A absorção da consciência pelo espetáculo se nomeia fascinação: impossibilidade de se arrancar das imagens, movimento imperceptível rumo à tela de todo o ser tencionado, abolição de si nas maravilhas de um universo onde até mesmo morrer se situa no extremo do desejo.


A grande questão é que este novo John Wick consegue ao mesmo tempo ser um espetáculo tal como postulou Mourlet, que destina todo o movimento do espectador imperceptivelmente rumo à tela, mas, ao mesmo tempo que absorve a consciência, é um filme com muita autoconsciência sobre seu próprio espetáculo. Isso inicia-se na abertura, mas está igualmente muito presente na grande sequência em que uma rádio anuncia por Paris a presença de John para todo o submundo do crime da cidade enquanto brinca com as músicas que dão o ritmo às verdadeiras danças que são as cenas de ação do filme. Esta consciência espetacular também existe quando Mr. Nobody (Shamier Anderson) assume nosso papel e dá corpo ao olhar do espectador durante o duelo final com Caine (Donnie Yen).

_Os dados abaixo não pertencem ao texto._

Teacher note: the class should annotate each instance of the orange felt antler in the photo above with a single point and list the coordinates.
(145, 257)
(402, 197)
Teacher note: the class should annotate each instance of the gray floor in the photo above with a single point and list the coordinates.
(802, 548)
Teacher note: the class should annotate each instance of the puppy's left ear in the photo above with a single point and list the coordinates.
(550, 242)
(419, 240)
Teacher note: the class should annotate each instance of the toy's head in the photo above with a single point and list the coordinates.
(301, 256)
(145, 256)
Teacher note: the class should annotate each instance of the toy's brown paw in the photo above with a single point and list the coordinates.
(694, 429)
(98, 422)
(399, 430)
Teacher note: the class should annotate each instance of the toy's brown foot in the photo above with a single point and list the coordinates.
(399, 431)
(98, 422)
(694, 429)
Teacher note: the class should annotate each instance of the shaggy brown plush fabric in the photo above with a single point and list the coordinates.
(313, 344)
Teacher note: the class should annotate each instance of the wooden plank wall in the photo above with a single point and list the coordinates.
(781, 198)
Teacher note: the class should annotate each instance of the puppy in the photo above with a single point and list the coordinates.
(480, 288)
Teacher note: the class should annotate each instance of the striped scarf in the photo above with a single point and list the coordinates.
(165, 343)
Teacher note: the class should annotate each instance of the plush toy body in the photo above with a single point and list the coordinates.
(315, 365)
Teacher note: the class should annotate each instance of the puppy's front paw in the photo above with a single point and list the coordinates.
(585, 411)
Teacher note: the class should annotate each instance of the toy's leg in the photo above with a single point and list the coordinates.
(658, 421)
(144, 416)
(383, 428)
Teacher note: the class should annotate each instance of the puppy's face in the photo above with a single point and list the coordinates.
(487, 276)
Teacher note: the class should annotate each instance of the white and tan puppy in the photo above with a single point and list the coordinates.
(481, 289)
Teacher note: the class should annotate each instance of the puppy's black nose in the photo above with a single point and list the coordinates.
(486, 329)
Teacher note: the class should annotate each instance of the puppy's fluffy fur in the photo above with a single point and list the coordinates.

Talvez essa seja uma característica essencial de John Wick 4 enquanto amálgama de elementos de um certo neo-maneirismo tardio, que incorpora os elementos clássicos do espetáculo cinematográfico sob uma perspectiva pós-moderna. Mas a consciência sobre este não é nada sem o espetáculo em si; e aqui, John Wick é o que é pela maneira assustadoramente inventiva pela qual Chad Stahelski é capaz de pensar cada pedaço da narrativa visualmente, jogando de vez ao lixo da história da imagem a dessaturação sem vida, as imagens lavadas, a hiper polidez, seriedade e descaso com qualquer perspectiva de Belo (ou mesmo de Feio) por parte do já aqui mencionado cinema de gênero contemporâneo em Hollywood. O nível de criatividade a que chegam as composições do filme é absurdo. Tudo está muito bem inserido a partir de um pensamento imagético do que é uma narrativa mitológica. Isso porque tudo: todos os planos e enquadramentos, elaboração das set pieces, espacialização, organização da mise-en-scène e demais elementos audiovisuais no universo de John Wick é muito grande, maior do que seu protagonista jamais poderá ser. E é precisamente por isso (e não faltam paralelos nos próprios filmes) que John Wick é Hércules, Prometeu, Odisseu e outros heróis mitológicos. A história de John Wick é a história de um mito, que tal como A Odisseia, faz com que seu herói seja capaz de superar os enormes obstáculos que enfrenta a partir de sua superioridade moral sobre as más criaturas que encontra. É isso que define o final de John Wick 4, no qual a misericórdia de John resulta na derrota do vilão, o Marquês (Bill Skarsgård) por sua arrogância.


DE VOLTA À AÇÃO

Porém, o que confere peso a todo esse universo inventivamente elaborado por Stahelski, é o peso de fato da ação. Embora o filme aparente uma suposta artificialidade nas luzes, nas ações em si, todo o jogo visual e as danças/lutas adquirem impacto pela brutalidade da imediatidade do corpo, da violência, da materialidade na cena. Os sets são espaços reais, não telas verde sem peso espacial (tal como fazem os filmes da Marvel, eliminando a mise-en-scène do jogo cinematográfico), e, nestes espaços, Stahelski trabalha com a brutalidade imediata dos impactos da materialidade sobre os corpos. É por essa unidade que John Wick 4 caminha, na qual o drama, a comédia, a adrenalina, a tristeza e a compaixão são criadas por um aspecto material direto da relação de um corpo com a cena.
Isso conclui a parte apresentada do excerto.